When considering their customers, they have thought about the different archetypes of cyclist, from leisure to competitive, and not only served them well, but given other people the tools to do so. Which also brings us to partners, from ‘New Media’ organisations large and small, to cycling equipment vendors and manufacturers, to cycling events and teams looking for exposure and even talent, they can offer great data, information and insight into their prospective customers and a means of reaching them directly and promoting their products and services.
For me, it is a great product because it’s a near perfect, constantly evolving, fusion of putting the customer at the heart, really understanding what Digital can do, delivering it well, and leveraging data to both create value and improve the product and experience.
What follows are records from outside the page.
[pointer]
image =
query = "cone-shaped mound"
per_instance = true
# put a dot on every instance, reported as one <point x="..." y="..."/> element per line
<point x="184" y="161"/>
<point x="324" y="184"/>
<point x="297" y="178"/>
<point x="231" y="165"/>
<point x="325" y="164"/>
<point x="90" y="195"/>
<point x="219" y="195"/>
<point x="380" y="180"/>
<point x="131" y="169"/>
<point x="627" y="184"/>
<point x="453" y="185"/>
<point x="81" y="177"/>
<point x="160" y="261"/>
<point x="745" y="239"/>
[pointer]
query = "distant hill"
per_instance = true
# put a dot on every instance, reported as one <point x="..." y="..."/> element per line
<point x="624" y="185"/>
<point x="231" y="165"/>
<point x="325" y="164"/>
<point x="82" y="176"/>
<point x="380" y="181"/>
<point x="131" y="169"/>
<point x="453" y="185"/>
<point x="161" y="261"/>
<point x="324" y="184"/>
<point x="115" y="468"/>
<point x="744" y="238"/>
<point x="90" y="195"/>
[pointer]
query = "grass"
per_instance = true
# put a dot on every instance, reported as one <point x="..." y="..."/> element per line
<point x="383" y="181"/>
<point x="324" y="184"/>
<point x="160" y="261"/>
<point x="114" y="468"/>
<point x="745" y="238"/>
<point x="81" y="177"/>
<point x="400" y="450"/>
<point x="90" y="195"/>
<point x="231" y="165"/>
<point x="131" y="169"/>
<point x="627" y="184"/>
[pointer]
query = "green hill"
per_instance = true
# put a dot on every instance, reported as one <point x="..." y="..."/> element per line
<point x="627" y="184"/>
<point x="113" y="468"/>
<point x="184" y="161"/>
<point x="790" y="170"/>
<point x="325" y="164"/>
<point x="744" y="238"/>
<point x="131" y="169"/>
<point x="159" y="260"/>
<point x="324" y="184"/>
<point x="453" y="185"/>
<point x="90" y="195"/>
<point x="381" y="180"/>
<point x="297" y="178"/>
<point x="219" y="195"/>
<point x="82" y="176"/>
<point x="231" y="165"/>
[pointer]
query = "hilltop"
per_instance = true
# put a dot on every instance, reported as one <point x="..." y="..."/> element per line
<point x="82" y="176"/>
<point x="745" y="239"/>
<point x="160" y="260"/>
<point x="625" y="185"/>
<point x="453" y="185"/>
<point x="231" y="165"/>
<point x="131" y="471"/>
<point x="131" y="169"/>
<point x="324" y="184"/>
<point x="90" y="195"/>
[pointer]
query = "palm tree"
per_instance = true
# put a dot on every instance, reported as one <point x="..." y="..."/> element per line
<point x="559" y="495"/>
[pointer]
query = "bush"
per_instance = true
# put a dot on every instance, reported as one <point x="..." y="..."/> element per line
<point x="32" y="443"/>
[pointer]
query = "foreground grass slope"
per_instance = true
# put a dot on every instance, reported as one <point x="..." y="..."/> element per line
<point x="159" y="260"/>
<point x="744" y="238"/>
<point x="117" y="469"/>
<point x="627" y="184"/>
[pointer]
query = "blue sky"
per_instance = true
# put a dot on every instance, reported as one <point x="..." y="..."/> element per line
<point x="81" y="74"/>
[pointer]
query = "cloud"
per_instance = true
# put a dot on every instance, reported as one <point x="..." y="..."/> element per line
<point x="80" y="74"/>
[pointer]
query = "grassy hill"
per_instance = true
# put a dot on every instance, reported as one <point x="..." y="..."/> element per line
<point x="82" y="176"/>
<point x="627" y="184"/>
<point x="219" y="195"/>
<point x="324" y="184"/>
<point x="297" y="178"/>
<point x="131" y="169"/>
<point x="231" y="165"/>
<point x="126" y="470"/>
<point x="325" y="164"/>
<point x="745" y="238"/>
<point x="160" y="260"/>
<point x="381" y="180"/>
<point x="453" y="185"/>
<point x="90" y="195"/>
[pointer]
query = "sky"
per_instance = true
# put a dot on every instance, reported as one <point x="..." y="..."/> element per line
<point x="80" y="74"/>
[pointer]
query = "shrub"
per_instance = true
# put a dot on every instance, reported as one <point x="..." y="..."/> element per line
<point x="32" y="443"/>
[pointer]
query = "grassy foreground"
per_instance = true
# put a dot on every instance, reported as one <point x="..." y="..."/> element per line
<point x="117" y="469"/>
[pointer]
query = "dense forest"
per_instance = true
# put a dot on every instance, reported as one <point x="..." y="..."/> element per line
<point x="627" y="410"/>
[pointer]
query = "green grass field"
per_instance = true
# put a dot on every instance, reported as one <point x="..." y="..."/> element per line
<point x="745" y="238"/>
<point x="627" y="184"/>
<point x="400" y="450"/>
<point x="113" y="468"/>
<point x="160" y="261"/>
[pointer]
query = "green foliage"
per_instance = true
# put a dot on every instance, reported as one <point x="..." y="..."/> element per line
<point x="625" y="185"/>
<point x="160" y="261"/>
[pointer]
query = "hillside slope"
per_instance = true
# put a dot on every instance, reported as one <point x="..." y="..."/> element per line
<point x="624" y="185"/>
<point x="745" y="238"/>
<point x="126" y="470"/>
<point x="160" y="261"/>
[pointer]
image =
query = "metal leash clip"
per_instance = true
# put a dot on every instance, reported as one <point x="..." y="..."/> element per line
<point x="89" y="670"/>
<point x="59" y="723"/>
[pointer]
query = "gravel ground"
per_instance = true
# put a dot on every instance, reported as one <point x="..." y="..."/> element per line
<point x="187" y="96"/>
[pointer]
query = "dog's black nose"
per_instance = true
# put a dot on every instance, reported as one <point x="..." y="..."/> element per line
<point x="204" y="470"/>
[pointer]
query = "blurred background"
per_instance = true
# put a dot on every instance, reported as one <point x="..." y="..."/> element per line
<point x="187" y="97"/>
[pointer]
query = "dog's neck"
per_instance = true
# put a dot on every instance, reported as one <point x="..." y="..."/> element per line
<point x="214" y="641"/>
The result? Lots of very happy cyclists, a lot of whom have become evangelists ‘Selling’ the product for them through their enthusiasm (I have done so to at least two people I know, who I hope thank me for it), and whilst Zwift don’t publish figures for user numbers, the number of riders logging Zwift rides on Strava is in the tens of thousands and growing. They have a version for runners in Beta too, and with subscription charges of £8 / month, relationships with a number of big brands, and recent investment from a new Japanese VC fund established to support virtual reality companies, they seem very well set for the future.
For the rest of us, we can enjoy the experience, but also learn from how they have established such a strong product and dedicated following since their launch in September 2014.